Without storing the data stream, the random data of n equal probabilities is obtained from the input stream.

There is a large and large input stream, so large that no memory can be stored, and only input once, how to randomly get N records from this input stream. What method can we use to get the random data of n equal probabilities without the need to store the data stream?

That's, If m<=n, just keep it. For M>n, generate a random number R=rand (m) in [0, M), replace A[r] with new number if R falls in [0, N).

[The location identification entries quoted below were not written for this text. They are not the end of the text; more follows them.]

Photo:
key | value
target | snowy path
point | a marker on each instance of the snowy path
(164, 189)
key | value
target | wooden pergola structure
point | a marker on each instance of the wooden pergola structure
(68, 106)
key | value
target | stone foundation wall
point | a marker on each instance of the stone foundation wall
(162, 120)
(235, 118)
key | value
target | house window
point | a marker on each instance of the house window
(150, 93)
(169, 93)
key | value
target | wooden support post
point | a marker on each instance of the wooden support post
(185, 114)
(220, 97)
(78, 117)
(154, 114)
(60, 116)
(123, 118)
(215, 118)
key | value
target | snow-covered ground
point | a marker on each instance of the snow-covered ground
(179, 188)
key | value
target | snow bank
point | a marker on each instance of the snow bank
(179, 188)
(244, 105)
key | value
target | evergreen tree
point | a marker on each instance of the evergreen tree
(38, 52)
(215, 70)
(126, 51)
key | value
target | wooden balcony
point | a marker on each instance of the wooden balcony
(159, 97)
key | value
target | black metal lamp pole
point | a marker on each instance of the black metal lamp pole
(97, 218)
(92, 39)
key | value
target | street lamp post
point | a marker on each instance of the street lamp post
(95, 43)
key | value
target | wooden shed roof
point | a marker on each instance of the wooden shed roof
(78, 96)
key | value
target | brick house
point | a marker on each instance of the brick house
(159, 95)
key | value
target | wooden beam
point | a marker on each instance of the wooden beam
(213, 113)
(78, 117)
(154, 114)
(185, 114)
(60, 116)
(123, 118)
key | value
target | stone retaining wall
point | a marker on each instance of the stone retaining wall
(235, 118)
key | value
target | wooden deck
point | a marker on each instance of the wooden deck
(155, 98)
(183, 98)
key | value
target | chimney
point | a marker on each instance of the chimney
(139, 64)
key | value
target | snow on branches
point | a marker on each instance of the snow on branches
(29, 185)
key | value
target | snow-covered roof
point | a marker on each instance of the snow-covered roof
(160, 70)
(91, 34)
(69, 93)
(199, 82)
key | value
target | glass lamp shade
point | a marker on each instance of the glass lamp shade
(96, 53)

The procedure is as follows:

#include <iostream>
using namespace Std;

void sample (int n,int* output)
{
int m=0;
int Val;
while (M<n && cin>>val)
Output[m++]=val;

while (Cin>>val)
{
m++;
if (rand ()%m<n)
Output[rand ()%n]=val;
}
}

The correctness of this method proves that:
1. Since a total of n elements are stored, the probability of selecting one of the elements is 1/n (this is temporarily placed, which is used later)
2. As shown

We first ask for the probability that a data is finally taken in n data, which obviously requires all s data (assuming the total number of s) to be equal to the probability of each number being obtained, i.e. 1/s.
If the first data in the N data is taken, it is not replaced by any data in the subsequent data.
first to seek the probability of not being replaced by the n+1 data:
First to obtain the correlation probability, to n/k probability to determine whether to take, that is:
obtained probability--n/(n+1)
does not get the probability--1/(n+1)
obtained and the first data exchange probability (n/( N+1) * (1/n)
Therefore: the probability that the first data is not replaced by the n+1 data is (1-(n/(n+1)) * (1/n))
Simplification is: n/(n+1)
This is the n+1 data, then the subsequent data. The probability that
is not replaced by the n+2 data, in turn: (n+1)/(n+2)
is not replaced by the first n+3 data: (n+2)/(n+3)
... ..... ..... ..... ............................. ..... ..... ..... ..... ..... ..... ..... ..... ..... ..... ..... ..... ....... ..... The probability that the
is not replaced by the S-1 data: (s-2)/(S-1)
is not replaced by the first S data: (s-1)/s
The probability that the first data is not replaced is the product of each probability, namely:
(n/(n+1)) * ((n+1)/( N+2) * ((n+2)/(n+3) * ... * ((s-2)/(S-1) * ((S-1)//////////////)
This, the previous and next items numerator slightly, the result of simplification is: N/S.
3. You can use the probability of the first step, because the first data is one of the top n data, and the final result is a random n data, so the probability of the second step is multiplied by the 1/n in the first step, the result is (N/S) * (1/n) is 1/s, That was the result we expected. Since each data obtained probability is 1/s, then, equal probability.